ちなみに「クラフト・エヴィング商會」は明治30年に創業し篤弘、浩美は3代目にあたるという設定で、さまざまな空想の世界が展開されていきます。
今回はこちらの本を、3つのおすすめポイントでご紹介していきます。
【おすすめポイントその1】装丁の美しさ
表紙の写真からも感じられる通り、開く前からデザインの美しさを感じられます。
紙の質感や文字の色・フォントなどから、独特の空気感が伝わってきます。
ぜひ手に取って、本のたたずまいを感じてみてください。
【おすすめポイントその2】不思議な世界観
この本は、自分の仕事を紹介する「自分語り」の形式で進んでいきます。
どの方も淡々と話しているのですが、その職業はとても不思議なものばかり。
「月光密売人」「秒針音楽師」「果実勘定士」「白シャツ工房」などなど…
どの職業も最初は「どんな職業なの?」「そんな職業ありえる?」と思うのですが、それが読んでいくにつれ、説得力が出てくるのも不思議なところです。
私が好きなのは「シチュー当番」。
図書館と関連する職業で、「こんな仕事ができたらいいなぁ」と今でもちょっと思ってしまいます。
【おすすめポイントその3】写真が素敵
それぞれの「自分語り」に添えられている多くの写真。
ご本人のポートレートや仕事で使う道具などが写されています。
道具はひとつひとつが丁寧に作られていて、実際に使われていそうな感じがします。
また、ポートレートはすべてモノクロで、職業人としての人となりが見えてくるようで、より現実感が増してきます。

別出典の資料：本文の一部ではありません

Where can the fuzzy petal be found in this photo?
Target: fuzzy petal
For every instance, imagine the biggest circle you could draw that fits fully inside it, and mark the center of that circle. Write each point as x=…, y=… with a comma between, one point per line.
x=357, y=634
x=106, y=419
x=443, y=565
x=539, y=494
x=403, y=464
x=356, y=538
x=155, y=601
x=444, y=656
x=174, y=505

どの写真もとても凛としているというか、たたずまいが素敵です。
巻末には、それぞれの職業人になりきった方々の「本当の」姿が紹介されています。
作家の小川洋子さんもその中のおひとりで、ある職業人に変身して登場されていました。
今日の引用ひとこと
「いま、語り明かされる、知られざる「わたくし」たちの物語。」
ちょっと心がざわざわしている時に読むと、とても落ち着く1冊です。
すべて話し言葉で読みやすいので、ぜひ手に取って読んでみてください。
ここまでご覧いただきありがとうございます。